Former teacher 'fired for taking breastfeeding breaks'

A former school teacher claims she’s been fired for taking breaks to pump breast milk and breastfeed her young son.

Shana Swenson, 33, from Portland in the US state of Maine, sued last week in federal court, claiming discrimination on the basis of gender and pregnancy.

Ms Swenson, who taught at Falmouth Elementary School, was a “response to intervention” teacher who helped students in the third through fifth grades who struggled with reading and math.

The lawsuit says she was subjected to “extreme animosity and hostility” because of her breaks during the day.

The former teacher was taking three breaks each day, The Portland Press Herald reported.

According to Australian Breastfeeding Association and Victoria’s Better Health Channel some babies need to be breastfed eight to 12 times a day.

A teacher claims she's been fired from work for taking too many breaks to pump breast milk and breastfeed her son. Source: Getty Images (file pic)

Ms Swenson had gone on maternity leave in January 2017 and returned in August.

She had been employed by the school for three years.

However, she claims she underwent months of discrimination from fellow staff members on returning from maternity leave. It left her stressed and reduced to tears, Ms Swenson claims.

But Melissa Hewey, a lawyer for Falmouth schools, told the Bangor Daily News that the claims of discrimination are “false”.

She said the district provides on-site daycare, extended parental leave and paid time for breast pumping or breastfeeding.

The woman claims she was fired from Falmouth Elementary School.

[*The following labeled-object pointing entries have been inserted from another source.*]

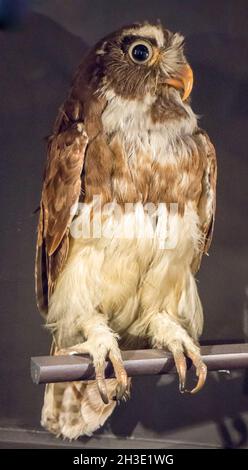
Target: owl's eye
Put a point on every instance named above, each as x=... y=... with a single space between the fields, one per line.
x=140 y=52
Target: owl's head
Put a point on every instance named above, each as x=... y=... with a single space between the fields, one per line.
x=141 y=59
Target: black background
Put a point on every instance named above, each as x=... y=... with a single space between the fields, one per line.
x=37 y=62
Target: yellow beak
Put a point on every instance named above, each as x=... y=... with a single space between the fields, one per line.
x=183 y=80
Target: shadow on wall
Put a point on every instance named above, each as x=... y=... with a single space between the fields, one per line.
x=36 y=68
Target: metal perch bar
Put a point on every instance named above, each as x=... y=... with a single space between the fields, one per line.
x=49 y=369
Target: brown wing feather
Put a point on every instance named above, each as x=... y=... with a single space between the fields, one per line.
x=207 y=202
x=61 y=190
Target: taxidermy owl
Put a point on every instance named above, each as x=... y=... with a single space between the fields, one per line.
x=126 y=213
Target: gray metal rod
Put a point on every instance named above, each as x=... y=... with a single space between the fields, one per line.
x=49 y=369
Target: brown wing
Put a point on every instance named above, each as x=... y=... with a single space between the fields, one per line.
x=207 y=201
x=61 y=190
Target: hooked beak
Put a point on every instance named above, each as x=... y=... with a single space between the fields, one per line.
x=183 y=80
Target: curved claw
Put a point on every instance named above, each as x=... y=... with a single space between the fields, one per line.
x=201 y=371
x=122 y=391
x=101 y=385
x=181 y=367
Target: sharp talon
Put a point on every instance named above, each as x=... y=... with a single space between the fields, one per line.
x=102 y=389
x=121 y=376
x=201 y=372
x=181 y=366
x=182 y=387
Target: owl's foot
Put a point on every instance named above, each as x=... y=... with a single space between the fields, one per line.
x=167 y=333
x=181 y=366
x=99 y=354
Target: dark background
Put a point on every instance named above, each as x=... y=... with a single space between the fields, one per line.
x=37 y=61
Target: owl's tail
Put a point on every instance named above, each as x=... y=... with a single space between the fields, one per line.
x=74 y=409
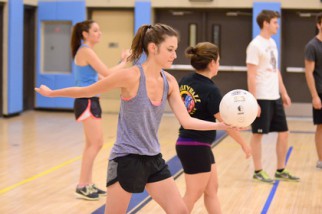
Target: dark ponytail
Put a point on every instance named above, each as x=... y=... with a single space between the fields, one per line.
x=77 y=35
x=202 y=54
x=149 y=34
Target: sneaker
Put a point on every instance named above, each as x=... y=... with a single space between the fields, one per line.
x=286 y=176
x=99 y=191
x=87 y=192
x=263 y=176
x=319 y=164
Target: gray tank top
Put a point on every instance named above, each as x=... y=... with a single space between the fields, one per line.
x=139 y=121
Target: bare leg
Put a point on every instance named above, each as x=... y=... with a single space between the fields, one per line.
x=211 y=199
x=318 y=141
x=281 y=149
x=94 y=142
x=195 y=187
x=117 y=199
x=256 y=146
x=166 y=194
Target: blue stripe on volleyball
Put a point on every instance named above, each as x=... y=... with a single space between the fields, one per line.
x=139 y=200
x=274 y=188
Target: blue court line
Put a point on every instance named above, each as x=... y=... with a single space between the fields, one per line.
x=139 y=200
x=273 y=190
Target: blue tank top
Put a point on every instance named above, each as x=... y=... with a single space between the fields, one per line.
x=85 y=75
x=138 y=122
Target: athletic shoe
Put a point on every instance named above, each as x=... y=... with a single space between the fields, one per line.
x=87 y=192
x=263 y=177
x=319 y=164
x=286 y=176
x=99 y=191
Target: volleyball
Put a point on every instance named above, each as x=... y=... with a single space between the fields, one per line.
x=238 y=108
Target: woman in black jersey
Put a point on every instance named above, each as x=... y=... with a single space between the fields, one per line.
x=201 y=98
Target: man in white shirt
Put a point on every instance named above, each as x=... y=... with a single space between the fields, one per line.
x=265 y=83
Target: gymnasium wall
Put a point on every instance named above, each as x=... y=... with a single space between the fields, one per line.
x=66 y=10
x=285 y=4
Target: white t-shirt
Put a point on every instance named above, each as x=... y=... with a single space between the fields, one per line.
x=263 y=53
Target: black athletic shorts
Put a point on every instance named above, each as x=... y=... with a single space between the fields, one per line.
x=133 y=172
x=195 y=159
x=317 y=114
x=272 y=118
x=87 y=107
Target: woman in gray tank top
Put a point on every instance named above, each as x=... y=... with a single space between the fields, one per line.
x=135 y=161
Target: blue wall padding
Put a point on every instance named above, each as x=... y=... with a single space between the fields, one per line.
x=15 y=57
x=73 y=11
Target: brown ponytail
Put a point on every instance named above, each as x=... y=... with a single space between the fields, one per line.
x=77 y=34
x=149 y=34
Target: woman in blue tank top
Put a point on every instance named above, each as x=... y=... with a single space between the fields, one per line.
x=88 y=67
x=136 y=162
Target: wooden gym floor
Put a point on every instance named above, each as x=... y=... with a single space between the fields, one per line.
x=40 y=154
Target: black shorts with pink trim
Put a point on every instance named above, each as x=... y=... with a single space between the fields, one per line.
x=87 y=107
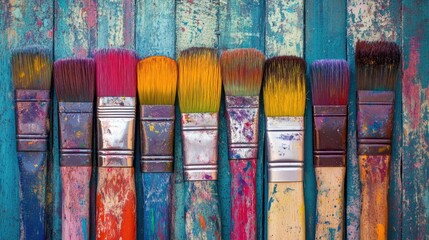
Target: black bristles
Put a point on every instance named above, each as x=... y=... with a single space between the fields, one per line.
x=330 y=81
x=75 y=79
x=377 y=65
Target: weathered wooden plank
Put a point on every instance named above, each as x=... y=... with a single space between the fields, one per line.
x=22 y=23
x=115 y=23
x=325 y=34
x=284 y=24
x=155 y=28
x=371 y=20
x=415 y=95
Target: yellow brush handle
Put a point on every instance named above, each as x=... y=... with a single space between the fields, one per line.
x=286 y=211
x=330 y=202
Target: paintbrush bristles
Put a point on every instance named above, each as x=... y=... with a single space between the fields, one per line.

Source: Google Maps (file pic)

The teacher’s lawyer Adam Lease told The Portland Press Herald his client “was surprised and hurt by the treatment that she was subjected to during her employment”.

The lawsuit alleges the school principal Gloria Neyes asked Ms Swenson to reduce the breaks from three to two and to have those breaks during lunch and class preparation time.

However, Ms Neyes claims Ms Swenson wasn’t fired. She said the former teacher’s contract wasn’t renewed because her performance wasn’t up to standard.

Her employment ended at the school in May 2018.

Ms Swenson is seeking compensation and for the school to change its policy on breastfeeding.